Smart-port decarbonisation requires operations-research decision support under day-ahead uncertainty. We present a rolling-horizon Model Predictive Control Energy Management System, formulated as a Mixed-Integer Linear Program with five forecast streams, and benchmark it against a deterministic rule-based controller on an identical configuration. A full-year proof-of-concept at the Port of Ancona (8760 hourly steps over the 2024 Italian Day-Ahead Market, 6.5 MWp PV, 1.0 MWh BESS) combines realised 2024 market, photovoltaic and auxiliary-demand series with a post-AFIR projected cold-ironing demand—the dominant load—and is therefore an operational proof-of-concept rather than a fully metered baseline. The principal MPC outcome is structural: anticipatory dispatch raises the mean BESS state of charge from 13.6% to 46.0% and cuts residence at the minimum SoC from 81% to 6% of hours. The forecasting layer attains sub-7% sMAPE on cold-ironing-loaded demand and 9–18% on the remaining streams (seasonal MASE24 ≤ 0.74 on demand and price streams).

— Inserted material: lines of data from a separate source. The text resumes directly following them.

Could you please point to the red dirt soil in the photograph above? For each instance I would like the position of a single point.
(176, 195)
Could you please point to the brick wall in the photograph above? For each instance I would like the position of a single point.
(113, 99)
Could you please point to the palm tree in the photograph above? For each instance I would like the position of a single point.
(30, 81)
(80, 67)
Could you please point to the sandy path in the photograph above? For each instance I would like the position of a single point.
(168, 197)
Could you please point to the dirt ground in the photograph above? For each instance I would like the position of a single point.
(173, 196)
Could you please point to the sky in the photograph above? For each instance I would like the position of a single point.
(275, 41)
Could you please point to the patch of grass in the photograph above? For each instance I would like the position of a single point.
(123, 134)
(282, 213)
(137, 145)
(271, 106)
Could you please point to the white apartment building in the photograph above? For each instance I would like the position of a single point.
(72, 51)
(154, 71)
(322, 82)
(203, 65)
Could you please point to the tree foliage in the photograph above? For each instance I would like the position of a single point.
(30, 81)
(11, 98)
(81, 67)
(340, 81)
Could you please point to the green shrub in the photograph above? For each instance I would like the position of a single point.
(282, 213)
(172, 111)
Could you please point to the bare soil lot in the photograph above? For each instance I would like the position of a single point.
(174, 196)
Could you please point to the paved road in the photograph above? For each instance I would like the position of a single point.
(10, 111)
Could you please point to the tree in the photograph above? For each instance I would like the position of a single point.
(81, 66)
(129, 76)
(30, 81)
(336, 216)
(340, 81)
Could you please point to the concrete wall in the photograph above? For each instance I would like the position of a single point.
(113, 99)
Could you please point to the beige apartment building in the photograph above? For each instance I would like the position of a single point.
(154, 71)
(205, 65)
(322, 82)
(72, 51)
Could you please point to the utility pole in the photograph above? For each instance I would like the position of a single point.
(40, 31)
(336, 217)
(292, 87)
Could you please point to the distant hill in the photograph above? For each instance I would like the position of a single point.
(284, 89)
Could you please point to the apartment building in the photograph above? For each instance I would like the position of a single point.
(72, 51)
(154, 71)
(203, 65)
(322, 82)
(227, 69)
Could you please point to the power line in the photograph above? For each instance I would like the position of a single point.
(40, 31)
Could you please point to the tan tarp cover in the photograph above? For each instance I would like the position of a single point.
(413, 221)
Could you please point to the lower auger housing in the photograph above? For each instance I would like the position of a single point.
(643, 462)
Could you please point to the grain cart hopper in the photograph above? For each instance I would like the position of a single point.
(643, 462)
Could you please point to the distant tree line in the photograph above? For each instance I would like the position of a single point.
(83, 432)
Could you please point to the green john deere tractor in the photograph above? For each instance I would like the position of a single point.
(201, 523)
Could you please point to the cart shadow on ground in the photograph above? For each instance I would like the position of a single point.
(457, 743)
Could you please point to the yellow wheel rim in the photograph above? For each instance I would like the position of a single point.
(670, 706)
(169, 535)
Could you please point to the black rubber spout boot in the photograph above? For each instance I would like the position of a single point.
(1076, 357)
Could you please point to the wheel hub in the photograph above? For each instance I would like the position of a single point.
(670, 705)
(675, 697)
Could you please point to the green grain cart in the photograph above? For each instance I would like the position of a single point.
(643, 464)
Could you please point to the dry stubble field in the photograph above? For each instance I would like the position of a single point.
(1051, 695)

At the relay-constrained 0.08 C pilot, the realised savings is 0.44% (€14,463 yr−1; 95% moving-block bootstrap CI [€12,842, €15,742]); benchmarked against an enhanced rule-based controller that is itself permitted price-threshold grid charging, the residual value of predictive optimisation is €5652 yr−1 (0.17%), with the remainder of the gap being the value of enabling grid charging. A C-rate sweep shows the savings doubling to 0.93% at 0.5 C, and a direct 20 MWh/±10 MW simulation yields a €0.57 M yr−1 gross arbitrage savings whose net value, after a realistic battery-degradation penalty, is substantially smaller. Controller-level operational CO2 rises marginally (+6.2 t, +0.13%), an effect distinct from—and dwarfed by—the system-level cold-ironing decarbonisation. The framework is reproducible in open-source Python (PuLP/HiGHS) from the actual data and is portable to other single-node smart city energy hubs.